January 24 2017
Here are just a few of the many reasons that exercise can actually benefit pregnant women—before, during and after giving birth.
Finding the time, energy and motivation to run is tough for anyone. Add a baby to the mix and it can seem nearly impossible. But running moms know the benefits are worth the effort- from keeping your energy up and demonstrating a positive attitude for your kids to finding a bit of “me time” and losing the final pounds of baby weight. So we asked running mamas, including elite runners with children, busy celebrity moms and regular parents (with no coaches or live-in nannies) for their tips on how they make running and motherhood work for them.
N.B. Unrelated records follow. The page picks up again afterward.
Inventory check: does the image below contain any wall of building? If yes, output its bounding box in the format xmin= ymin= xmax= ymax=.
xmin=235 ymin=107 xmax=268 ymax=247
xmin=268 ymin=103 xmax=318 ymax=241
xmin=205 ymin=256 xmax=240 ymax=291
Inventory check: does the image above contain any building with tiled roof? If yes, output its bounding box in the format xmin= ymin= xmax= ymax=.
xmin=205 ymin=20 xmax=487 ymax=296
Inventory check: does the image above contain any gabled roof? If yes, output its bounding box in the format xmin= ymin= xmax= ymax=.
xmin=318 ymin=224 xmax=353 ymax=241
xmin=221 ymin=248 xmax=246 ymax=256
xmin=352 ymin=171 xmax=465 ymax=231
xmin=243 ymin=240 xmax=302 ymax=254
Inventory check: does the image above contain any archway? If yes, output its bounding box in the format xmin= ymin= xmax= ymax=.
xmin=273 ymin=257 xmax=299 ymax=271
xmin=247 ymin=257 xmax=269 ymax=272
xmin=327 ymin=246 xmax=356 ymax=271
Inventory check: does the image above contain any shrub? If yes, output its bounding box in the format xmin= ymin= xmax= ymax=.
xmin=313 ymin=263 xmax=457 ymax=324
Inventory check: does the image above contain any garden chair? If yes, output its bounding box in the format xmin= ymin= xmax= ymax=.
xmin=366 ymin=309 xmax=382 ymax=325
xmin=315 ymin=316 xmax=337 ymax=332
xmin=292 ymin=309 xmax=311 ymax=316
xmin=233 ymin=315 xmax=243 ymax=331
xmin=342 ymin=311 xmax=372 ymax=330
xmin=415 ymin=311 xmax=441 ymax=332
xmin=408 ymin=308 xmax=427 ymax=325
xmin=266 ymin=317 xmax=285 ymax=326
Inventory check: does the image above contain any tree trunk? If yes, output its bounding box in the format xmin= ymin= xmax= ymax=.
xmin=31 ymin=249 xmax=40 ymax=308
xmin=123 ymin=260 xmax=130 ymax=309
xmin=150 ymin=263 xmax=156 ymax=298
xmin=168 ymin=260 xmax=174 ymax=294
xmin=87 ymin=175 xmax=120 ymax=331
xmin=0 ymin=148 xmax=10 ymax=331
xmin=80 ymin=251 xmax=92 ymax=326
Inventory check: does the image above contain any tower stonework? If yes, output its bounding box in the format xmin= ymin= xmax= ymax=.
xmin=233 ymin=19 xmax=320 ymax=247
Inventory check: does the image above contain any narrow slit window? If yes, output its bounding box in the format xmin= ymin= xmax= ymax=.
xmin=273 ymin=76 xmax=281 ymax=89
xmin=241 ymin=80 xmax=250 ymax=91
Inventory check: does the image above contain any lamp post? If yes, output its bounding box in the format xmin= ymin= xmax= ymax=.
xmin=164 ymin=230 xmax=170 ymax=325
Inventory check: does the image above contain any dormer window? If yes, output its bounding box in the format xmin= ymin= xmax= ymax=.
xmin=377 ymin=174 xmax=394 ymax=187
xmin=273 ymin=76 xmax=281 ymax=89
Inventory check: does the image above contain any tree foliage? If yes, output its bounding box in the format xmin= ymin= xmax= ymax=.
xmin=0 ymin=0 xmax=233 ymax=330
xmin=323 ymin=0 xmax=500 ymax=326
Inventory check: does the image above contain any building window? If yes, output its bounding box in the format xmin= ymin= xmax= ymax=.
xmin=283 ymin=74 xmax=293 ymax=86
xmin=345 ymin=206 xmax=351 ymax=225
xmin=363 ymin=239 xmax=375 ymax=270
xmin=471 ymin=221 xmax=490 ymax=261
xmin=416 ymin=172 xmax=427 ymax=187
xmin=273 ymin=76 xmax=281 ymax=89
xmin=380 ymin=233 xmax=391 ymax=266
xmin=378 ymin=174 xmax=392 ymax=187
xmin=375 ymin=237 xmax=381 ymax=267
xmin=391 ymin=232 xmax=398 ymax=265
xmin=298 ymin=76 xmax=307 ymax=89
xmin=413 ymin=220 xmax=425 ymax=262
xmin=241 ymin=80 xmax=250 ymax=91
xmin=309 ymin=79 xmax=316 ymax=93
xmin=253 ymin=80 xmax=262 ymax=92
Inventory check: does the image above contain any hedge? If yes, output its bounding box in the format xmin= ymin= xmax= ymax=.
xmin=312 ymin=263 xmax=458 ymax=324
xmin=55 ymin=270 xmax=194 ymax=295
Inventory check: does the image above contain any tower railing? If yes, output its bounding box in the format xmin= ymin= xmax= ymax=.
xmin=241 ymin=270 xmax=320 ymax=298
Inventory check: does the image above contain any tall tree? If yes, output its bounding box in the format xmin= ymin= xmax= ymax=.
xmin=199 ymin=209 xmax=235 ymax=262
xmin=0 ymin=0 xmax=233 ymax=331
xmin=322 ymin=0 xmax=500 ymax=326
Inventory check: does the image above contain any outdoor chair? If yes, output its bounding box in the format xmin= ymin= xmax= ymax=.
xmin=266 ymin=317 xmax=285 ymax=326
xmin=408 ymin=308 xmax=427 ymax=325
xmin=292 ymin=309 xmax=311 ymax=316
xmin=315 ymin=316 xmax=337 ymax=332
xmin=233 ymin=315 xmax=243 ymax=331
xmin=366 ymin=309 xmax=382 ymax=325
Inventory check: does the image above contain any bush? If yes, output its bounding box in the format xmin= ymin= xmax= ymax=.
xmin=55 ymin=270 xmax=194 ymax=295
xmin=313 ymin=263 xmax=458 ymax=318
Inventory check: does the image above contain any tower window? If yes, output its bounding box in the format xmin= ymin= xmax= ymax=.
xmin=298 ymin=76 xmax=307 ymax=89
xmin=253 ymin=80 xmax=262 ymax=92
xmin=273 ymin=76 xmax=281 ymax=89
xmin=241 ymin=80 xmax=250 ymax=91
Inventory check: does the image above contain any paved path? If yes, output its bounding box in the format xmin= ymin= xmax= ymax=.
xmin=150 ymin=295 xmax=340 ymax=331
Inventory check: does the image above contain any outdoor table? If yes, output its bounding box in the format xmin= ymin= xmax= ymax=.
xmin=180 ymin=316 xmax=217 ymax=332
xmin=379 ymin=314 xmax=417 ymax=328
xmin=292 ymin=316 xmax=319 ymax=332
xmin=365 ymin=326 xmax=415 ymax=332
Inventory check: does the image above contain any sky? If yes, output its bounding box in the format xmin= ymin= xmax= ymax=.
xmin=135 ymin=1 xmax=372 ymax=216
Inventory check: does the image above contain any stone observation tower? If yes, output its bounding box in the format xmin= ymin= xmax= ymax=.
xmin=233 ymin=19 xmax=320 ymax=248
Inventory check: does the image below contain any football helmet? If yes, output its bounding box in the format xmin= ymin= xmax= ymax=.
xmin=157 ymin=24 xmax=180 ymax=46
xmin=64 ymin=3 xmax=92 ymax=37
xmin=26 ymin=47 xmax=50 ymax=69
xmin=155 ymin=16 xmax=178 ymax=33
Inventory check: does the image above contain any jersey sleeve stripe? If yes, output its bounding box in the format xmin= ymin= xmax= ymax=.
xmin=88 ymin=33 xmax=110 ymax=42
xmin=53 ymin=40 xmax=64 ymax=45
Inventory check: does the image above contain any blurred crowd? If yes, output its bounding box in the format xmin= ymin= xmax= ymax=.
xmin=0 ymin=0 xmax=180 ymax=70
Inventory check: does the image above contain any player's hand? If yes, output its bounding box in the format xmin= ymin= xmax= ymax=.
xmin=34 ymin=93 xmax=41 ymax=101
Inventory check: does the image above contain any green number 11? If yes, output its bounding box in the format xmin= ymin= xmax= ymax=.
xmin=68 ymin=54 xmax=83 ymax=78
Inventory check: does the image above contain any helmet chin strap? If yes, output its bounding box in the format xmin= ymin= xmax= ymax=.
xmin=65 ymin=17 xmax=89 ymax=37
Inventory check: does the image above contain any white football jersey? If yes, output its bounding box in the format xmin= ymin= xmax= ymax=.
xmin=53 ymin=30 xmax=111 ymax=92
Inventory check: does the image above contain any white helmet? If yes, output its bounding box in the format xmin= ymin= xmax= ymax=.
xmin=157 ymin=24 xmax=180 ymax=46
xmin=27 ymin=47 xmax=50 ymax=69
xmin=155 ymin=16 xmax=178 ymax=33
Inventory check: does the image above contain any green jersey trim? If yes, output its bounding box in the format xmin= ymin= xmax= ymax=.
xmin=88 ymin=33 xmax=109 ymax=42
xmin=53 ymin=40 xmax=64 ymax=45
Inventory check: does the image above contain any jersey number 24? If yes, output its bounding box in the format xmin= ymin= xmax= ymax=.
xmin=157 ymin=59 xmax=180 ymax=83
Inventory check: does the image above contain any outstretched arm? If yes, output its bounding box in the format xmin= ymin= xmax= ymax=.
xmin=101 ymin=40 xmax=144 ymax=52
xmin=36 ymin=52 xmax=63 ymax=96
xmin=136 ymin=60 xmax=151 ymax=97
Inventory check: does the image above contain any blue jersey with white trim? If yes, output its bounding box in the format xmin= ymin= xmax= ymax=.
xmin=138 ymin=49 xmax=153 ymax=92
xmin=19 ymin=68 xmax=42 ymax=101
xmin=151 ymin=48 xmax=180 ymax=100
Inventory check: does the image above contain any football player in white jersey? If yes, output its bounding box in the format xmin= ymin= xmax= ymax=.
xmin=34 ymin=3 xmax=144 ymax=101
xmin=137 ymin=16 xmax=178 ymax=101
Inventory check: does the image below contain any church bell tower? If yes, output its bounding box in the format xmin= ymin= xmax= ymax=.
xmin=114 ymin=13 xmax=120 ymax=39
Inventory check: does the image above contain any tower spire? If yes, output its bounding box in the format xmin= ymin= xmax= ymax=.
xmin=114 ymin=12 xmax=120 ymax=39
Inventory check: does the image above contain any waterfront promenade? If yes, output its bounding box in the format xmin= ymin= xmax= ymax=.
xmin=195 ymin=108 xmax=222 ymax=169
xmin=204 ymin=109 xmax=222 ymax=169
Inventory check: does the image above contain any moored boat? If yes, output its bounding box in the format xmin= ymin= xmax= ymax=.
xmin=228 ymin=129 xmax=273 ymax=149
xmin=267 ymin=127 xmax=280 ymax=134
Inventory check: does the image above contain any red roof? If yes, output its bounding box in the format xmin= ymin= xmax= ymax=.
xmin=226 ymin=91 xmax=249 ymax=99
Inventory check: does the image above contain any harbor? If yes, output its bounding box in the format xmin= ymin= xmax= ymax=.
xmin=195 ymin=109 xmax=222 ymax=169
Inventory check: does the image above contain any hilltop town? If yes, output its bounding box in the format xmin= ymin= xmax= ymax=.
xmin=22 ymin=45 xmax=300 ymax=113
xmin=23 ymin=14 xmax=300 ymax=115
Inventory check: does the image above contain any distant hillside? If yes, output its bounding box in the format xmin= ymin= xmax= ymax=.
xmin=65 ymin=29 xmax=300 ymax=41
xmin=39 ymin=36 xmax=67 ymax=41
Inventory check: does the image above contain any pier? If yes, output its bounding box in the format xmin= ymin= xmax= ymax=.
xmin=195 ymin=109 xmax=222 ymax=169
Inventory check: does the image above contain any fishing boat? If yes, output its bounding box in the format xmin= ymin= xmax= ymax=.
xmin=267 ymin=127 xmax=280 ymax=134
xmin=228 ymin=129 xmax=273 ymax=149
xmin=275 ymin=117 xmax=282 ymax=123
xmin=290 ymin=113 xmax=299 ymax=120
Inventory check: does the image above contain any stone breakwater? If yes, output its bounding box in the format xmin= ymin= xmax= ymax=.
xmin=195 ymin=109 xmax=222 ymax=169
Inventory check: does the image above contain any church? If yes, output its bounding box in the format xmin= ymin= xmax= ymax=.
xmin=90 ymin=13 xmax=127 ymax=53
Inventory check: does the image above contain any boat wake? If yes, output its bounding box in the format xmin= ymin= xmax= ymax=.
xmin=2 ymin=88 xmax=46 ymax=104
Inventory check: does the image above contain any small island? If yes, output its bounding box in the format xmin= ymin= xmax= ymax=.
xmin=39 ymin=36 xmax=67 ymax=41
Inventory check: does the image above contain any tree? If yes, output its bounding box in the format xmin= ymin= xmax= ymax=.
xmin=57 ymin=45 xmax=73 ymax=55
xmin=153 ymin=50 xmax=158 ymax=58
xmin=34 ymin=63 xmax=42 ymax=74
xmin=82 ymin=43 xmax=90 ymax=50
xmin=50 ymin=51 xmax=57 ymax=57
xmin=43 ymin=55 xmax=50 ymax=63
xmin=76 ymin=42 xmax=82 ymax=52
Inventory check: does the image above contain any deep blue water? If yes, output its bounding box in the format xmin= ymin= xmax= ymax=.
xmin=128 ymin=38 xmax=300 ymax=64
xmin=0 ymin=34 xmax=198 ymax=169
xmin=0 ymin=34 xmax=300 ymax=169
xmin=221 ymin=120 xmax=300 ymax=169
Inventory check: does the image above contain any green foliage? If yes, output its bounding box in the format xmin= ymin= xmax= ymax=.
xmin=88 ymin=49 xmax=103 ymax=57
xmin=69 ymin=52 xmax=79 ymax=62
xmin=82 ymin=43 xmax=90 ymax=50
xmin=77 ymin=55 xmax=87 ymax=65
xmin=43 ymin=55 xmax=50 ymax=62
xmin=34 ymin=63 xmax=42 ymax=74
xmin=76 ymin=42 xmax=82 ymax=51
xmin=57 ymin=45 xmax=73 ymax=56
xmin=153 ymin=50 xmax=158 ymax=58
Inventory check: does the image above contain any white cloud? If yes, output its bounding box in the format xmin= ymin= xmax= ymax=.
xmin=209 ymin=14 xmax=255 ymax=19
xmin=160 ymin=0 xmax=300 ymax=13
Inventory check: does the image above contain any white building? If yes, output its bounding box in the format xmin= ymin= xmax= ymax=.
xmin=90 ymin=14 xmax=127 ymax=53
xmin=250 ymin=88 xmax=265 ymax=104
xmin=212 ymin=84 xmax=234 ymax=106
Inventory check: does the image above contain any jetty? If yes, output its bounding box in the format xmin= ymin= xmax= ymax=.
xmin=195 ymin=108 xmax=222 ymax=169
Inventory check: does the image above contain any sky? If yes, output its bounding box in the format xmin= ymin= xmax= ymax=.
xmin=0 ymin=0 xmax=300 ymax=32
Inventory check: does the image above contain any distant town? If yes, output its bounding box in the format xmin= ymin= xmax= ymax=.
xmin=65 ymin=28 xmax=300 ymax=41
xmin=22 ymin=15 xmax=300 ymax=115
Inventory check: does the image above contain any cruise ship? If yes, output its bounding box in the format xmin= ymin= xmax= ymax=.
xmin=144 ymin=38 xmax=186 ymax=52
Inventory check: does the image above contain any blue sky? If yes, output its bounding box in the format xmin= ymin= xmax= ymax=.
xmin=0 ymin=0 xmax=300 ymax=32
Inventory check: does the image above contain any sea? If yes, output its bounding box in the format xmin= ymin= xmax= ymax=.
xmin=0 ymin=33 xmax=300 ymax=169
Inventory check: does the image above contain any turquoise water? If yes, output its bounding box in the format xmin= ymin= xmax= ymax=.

Olympic marathoner Kara Goucher ran during her entire pregnancy—including the day she went into labor! “It was a pretty slow shuffle, but my legs became stronger because of the extra weight,” she says, which “made it so much easier to come back.” Very few of us are world-class marathoners, but most of us can stay active during pregnancy, says Dr. Quinn. “A woman may be able to run throughout pregnancy as long as there are no complications,” she says. Make sure to get clearance from your OB first.
After giving birth to her son, Camden, reality star Kristin Cavallari didn’t rush back into running. “I took it really slow and started with walking uphill on the treadmill,” she says. “After a couple weeks, I slowly started jogging. I didn’t push myself. As soon as I felt I had enough, I stopped.” If you had a vaginal delivery, wait at least two weeks, and usually closer to four to six weeks, to exercise, says Dr. Bridget Quinn from the Division of Sports Medicine at Boston Children’s Hospital. If you had a C-section with no complications, hold off for six to eight weeks.
The 2011 World Mountain Running Champion, Kasie Enman, needs to take in a lot of calories to support her 100-mile training weeks. “I have to stay really on top of finishing what I eat because my meals are often interrupted by some kind of kid need, ” she says. While you might not need quite as many calories, make your nutritional needs—not just your kids’—a top priority.
Strength training is good for any runner, but it’s especially important after giving birth, says Dr Laura Riley, the director of Massachusetts General Hospital’s Labor and Delivery Department. “Ligaments are loose and muscle tone may be poor depending, so prevent injuries by not jumping in full force,” she says. She recommends starting with planks as an easy way to begin rebuilding your core.
Even after you start running, be okay with running more slowly. Bronze medalist Deena Kastor recalls the few weeks after her daughter, Piper, was born: “I ran around the block and still felt great, exhilarated to move—but once I put my Garmin on a few weeks later, I realized how slowly I was going.” Elite runner Goucher says she didn’t really feel like her old running self until 10 or 11 months after giving birth. “It takes time, so be patient, but it will come back,” she says.
Childcare expert Anastasia Dekantios, a Long Island, N.Y., mom of a 3-month-old, says pumping breast milk before a run is a must. “You don’t have to pump everything out unless you plan to run for three hours, but to have your breasts a little lighter is very helpful,” she says. Dekantios also advises investing in a very supportive sports bra to prevent stretch marks and says she always puts nursing pads in before a run.